Não raramente eles juntavam todos dentro daquela casa, colocavam mesas pelo pátio, e as pessoas começavam a chegar de todos os lados, falando alto, rindo alto, fazendo tudo muito alto. A minha cabeça doía e as formigas pareciam mais agitadas, pareciam duplicar, triplicar em quantidade e se enfiavam por tudo em mim, me dando coceira e eu me coçava e o outros me olhavam. Alguns tinham os olhos tortos, outros os olhos de troça, a mulher que fazia o arroz empaçocado os olhos indecisos, algo entre a raiva, a pena e a tristeza. Por isso que eu preferia ir pra aquela peça com cartazes de times de futebol na parede, onde ficam só eu e elas, as formigas, dedilhando o rosto imóvel e desbotado dos jogadores daqueles times antigos.

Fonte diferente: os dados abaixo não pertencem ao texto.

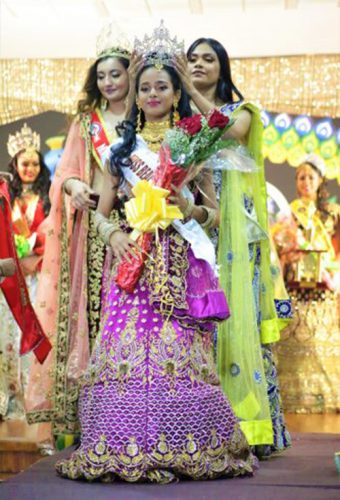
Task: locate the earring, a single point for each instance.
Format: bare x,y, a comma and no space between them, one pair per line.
175,113
139,119
103,103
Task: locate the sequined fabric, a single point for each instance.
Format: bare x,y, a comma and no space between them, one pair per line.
309,352
150,407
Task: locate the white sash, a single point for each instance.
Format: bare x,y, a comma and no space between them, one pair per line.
191,231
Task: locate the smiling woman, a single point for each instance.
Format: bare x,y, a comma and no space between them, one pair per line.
30,205
70,289
151,408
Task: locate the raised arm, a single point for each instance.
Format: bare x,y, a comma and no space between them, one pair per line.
109,231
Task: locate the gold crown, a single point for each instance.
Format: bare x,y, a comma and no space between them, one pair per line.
159,49
25,139
112,42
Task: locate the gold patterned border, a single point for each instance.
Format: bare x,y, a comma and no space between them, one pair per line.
293,84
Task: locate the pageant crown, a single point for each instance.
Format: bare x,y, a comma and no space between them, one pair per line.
112,42
317,162
159,49
25,139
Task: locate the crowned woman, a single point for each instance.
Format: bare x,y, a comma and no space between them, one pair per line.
150,407
30,206
308,354
71,286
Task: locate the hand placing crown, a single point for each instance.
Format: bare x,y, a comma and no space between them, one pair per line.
112,42
26,139
159,49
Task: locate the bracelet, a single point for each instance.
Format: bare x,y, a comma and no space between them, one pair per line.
211,216
104,227
189,208
67,191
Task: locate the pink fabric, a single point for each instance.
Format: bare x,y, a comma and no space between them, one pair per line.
74,163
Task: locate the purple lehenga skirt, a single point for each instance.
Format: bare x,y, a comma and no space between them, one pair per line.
150,405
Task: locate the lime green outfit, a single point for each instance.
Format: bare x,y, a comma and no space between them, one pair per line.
251,281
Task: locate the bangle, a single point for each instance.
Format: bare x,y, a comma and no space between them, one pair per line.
104,227
66,189
189,208
211,217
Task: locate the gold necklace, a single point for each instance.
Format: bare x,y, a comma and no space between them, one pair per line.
153,134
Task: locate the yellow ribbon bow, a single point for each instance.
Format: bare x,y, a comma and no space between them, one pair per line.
148,211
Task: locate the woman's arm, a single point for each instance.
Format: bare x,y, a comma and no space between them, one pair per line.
121,243
240,127
108,193
206,214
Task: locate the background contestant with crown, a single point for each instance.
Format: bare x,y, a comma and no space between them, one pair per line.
308,354
150,406
30,205
70,291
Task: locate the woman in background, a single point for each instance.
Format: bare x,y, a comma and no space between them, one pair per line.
30,206
308,355
245,365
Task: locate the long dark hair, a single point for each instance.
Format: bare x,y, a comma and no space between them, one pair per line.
225,86
41,185
120,154
90,88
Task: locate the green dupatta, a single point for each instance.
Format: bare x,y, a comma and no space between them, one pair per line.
239,354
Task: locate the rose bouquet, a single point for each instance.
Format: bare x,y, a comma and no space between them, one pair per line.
189,143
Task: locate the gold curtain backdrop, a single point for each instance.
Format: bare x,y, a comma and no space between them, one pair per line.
296,84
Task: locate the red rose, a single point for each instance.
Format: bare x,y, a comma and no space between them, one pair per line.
218,120
192,125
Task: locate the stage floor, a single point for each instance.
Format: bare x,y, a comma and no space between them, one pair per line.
306,471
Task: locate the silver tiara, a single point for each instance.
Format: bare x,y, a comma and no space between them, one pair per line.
159,49
113,42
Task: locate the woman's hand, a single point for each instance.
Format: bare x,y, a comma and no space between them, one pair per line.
123,246
29,264
181,66
80,194
136,64
7,267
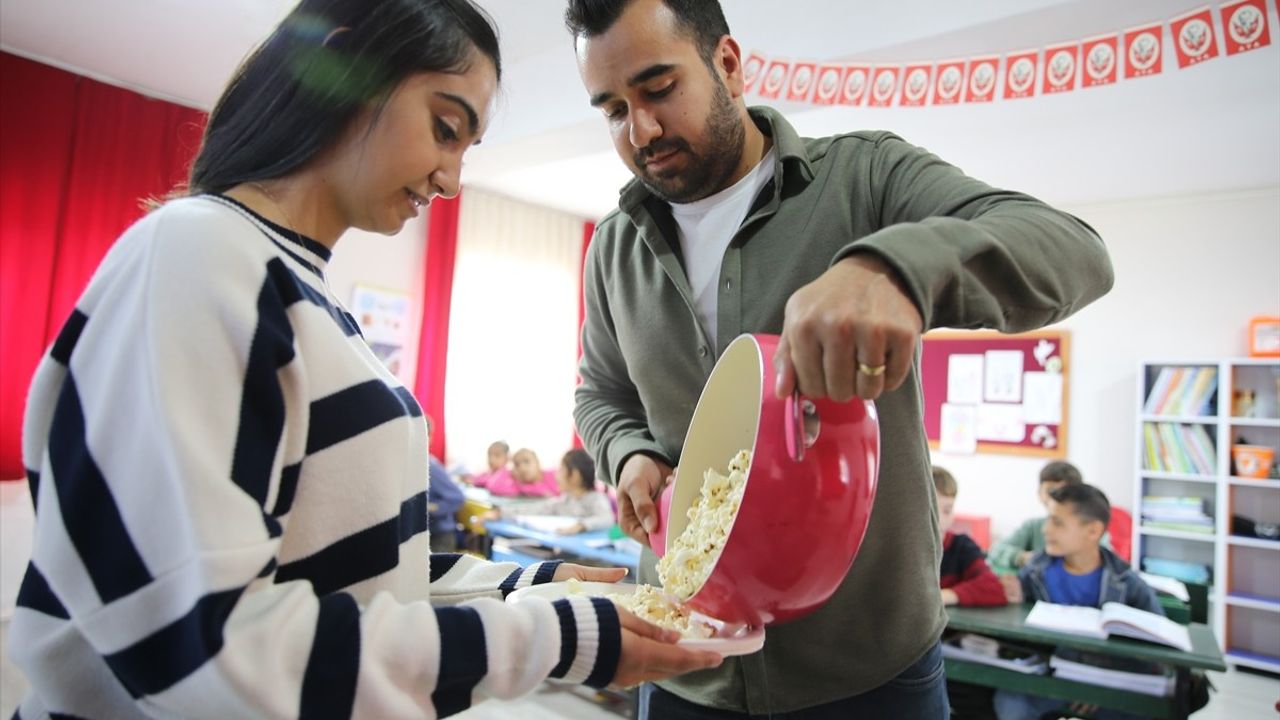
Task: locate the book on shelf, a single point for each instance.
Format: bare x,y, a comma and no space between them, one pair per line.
1170,447
1182,391
1194,528
1180,569
1111,619
1168,586
990,651
1160,684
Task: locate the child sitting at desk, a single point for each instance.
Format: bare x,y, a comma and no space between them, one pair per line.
579,497
965,578
1074,569
525,479
499,459
1028,538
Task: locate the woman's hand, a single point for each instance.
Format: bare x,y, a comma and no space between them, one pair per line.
571,572
650,654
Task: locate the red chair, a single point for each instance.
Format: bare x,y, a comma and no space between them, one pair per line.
1121,533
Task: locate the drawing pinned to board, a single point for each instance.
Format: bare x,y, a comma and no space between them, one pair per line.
964,379
1002,382
1042,399
959,428
1020,405
383,319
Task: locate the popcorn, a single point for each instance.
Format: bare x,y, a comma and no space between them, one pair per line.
691,557
650,604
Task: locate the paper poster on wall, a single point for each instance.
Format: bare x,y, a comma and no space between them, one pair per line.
959,429
964,379
954,361
383,319
1004,377
1000,422
1042,399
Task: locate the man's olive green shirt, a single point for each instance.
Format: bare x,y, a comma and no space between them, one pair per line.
969,255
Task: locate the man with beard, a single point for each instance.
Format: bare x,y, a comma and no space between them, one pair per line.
849,246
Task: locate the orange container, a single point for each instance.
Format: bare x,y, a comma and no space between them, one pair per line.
1252,460
1265,336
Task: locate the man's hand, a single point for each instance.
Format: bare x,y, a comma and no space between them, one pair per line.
640,483
851,332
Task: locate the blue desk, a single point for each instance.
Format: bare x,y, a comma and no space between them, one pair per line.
594,545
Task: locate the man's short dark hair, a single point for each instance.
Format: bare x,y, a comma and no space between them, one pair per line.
1087,502
1061,472
703,21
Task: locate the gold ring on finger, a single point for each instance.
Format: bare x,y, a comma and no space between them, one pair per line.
871,370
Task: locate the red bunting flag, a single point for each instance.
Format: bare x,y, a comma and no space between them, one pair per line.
1100,60
1143,50
1193,37
775,78
1244,24
1020,73
883,86
858,78
826,90
1060,65
949,85
982,80
801,82
752,69
917,78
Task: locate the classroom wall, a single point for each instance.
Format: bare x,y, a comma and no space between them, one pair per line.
388,263
1189,274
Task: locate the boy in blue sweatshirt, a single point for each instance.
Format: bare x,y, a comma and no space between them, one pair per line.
1074,569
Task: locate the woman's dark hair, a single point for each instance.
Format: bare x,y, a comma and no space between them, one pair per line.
581,461
703,21
324,63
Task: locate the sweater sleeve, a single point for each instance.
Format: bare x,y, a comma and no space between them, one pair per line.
156,554
607,408
978,586
976,256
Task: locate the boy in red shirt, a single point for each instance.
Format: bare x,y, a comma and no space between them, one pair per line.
965,577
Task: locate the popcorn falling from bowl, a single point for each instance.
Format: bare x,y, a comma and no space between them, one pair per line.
689,561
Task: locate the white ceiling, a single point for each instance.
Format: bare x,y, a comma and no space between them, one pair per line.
1212,127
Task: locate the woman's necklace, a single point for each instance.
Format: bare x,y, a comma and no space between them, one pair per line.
293,227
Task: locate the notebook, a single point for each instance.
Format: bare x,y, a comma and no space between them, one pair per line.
1112,619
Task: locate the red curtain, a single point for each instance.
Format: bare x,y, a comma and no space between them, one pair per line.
433,350
78,158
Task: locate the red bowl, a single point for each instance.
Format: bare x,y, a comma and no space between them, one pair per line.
809,490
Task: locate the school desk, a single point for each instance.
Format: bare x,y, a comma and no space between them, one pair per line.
1008,623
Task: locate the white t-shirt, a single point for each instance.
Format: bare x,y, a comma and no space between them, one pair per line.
705,228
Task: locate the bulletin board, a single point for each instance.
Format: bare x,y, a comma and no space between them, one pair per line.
992,392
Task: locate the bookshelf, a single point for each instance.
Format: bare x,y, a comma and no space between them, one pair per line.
1189,415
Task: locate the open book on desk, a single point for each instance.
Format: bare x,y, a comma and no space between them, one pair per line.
1112,619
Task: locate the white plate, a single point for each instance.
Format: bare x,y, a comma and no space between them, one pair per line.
744,642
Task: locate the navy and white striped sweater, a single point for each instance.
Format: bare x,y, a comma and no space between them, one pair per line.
231,506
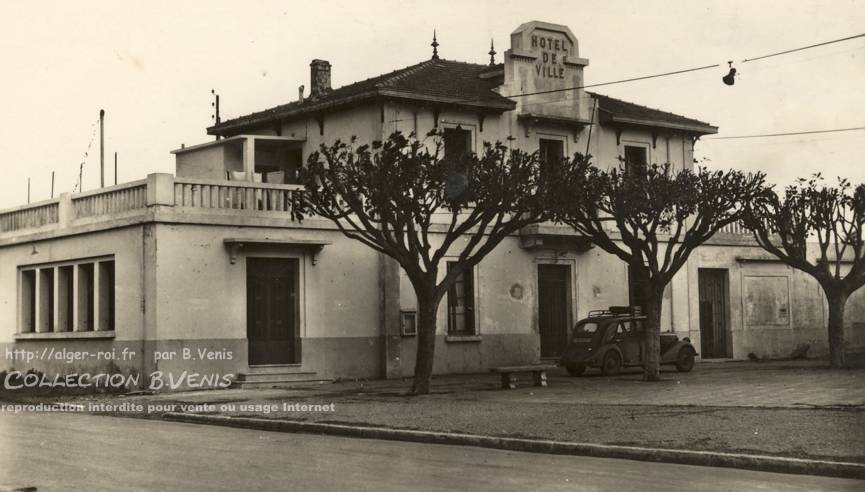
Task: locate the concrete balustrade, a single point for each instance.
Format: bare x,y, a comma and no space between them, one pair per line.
157,191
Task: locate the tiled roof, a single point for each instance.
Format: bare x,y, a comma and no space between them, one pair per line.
622,112
451,83
440,81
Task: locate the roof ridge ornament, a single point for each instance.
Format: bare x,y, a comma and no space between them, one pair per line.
435,46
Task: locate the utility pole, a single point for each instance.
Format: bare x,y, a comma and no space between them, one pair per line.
101,148
215,105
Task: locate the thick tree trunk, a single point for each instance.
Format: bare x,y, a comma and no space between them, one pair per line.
837,301
652,362
427,310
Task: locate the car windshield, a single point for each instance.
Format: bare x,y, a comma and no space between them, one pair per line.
587,328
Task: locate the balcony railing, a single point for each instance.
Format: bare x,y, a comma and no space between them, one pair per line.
238,195
158,190
29,216
111,200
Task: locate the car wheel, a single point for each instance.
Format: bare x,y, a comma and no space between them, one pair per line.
685,359
612,363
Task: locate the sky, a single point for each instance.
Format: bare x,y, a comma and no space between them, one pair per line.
151,67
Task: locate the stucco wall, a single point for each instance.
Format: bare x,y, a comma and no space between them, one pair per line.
202,295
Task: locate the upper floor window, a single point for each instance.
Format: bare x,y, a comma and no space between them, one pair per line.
551,151
458,142
636,158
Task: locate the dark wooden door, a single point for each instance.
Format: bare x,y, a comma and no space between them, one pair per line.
271,311
713,313
553,308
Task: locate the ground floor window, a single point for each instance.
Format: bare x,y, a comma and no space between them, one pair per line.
460,301
76,295
636,291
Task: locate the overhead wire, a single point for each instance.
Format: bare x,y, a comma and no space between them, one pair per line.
806,132
686,70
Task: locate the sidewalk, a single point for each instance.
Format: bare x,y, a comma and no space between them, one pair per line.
792,409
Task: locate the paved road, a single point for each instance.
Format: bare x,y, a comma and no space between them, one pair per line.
85,452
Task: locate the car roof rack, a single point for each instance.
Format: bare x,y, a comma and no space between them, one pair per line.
599,312
617,311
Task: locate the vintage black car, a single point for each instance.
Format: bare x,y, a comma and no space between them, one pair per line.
612,339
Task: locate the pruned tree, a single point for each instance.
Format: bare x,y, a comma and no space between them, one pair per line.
833,218
401,198
653,218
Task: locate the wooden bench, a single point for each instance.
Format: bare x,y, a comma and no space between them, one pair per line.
509,380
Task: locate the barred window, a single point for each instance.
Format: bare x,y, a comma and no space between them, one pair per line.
69,296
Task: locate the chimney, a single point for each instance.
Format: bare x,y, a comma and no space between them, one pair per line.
319,76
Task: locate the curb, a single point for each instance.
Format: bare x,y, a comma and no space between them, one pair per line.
700,458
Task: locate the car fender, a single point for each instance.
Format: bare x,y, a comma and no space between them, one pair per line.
602,352
673,352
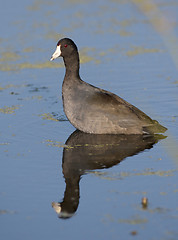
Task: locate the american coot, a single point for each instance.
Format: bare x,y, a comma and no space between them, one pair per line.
94,110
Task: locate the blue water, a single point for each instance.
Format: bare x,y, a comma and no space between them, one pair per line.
128,56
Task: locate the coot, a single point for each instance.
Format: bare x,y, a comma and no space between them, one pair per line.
94,110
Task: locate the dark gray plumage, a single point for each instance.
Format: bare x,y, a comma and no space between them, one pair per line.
94,110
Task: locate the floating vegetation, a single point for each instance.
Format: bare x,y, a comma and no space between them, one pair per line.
9,56
121,175
9,110
54,143
48,116
134,221
142,50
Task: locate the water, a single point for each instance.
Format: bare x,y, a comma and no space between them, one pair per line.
126,48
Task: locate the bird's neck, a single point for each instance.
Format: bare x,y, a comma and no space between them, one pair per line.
72,66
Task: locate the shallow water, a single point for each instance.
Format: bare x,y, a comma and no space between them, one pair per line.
127,47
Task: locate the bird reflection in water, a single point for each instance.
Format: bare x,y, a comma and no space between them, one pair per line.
86,152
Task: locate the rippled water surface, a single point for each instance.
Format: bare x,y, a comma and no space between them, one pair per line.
56,183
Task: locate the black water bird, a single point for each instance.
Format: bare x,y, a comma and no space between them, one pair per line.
94,110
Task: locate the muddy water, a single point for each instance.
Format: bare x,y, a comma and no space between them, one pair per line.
47,172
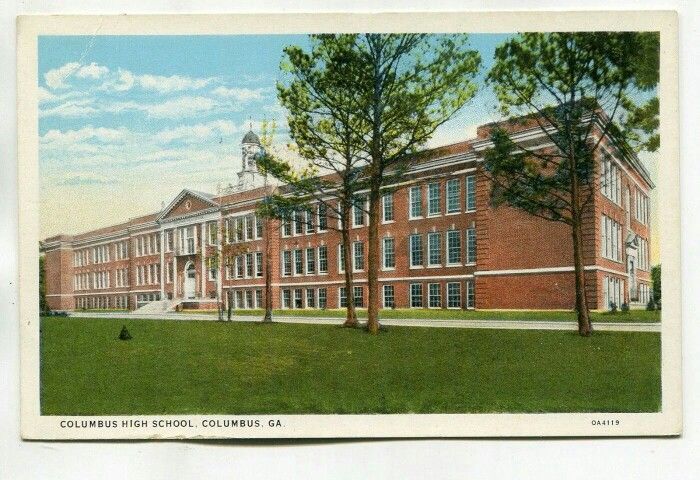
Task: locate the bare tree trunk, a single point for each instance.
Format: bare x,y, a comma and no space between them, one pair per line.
351,312
373,258
584,321
229,304
268,273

Numa noite em que a casa estava cheia de luzes e gente, com mesas cheias de comidas e uma ave assada toda picotada no meio de um prato redondo sobre a mesa, eu estava naquela peça, escondido das risadas e do dedo apontado por aquele homem que tinha uma barriga enorme e redonda, que não largava o copo e tinha os olhos vermelhos como sangue, quando os meninos que tinham a minha altura entraram porta adentro. Estavam acompanhados de mais um monte de meninos e meninas, quase todas do mesmo tamanho, com olhares esquisitos, debochados e amedrontados.

“E se ela chegar?”, perguntou uma menina, que costumava aparecer por lá só nesses momentos em que a casa enchia de gente.

“Foda-se, a mãe xinga ela” disse um dos meninos que tinha a minha altura. “E ele nem vai lembrar nada mesmo.”

“É real que ele esquece tudo?”, perguntou um outro menino, com o cabelo muito preto apertado numas tranças curtas e com ferros enfiados nos dentes. Eu nunca tinha visto ele, pelo menos antes de esquecer tudo.

“É. É um babão”, disse o menino da minha altura que estava à frente de todos os outros. Eles formavam um círculo pela metade à minha volta, um círculo de deboche, curiosidade e medo, e eu me perguntava como sabia diferenciar o brilho naqueles olhos, como sabia quais eram de uma sensação e não de outra.

“E o pau dele? Será que sabe usar?”, perguntou um outro menino um pouco menor, com o pescoço mais cheio, separado em dobrinhas.

“Ele não usava mesmo, usava só a parte de trás. Não é Pedro?”, disse uma menina muito magra, com o cabelo espichado ao máximo em um coque perfeito. Os outros riram.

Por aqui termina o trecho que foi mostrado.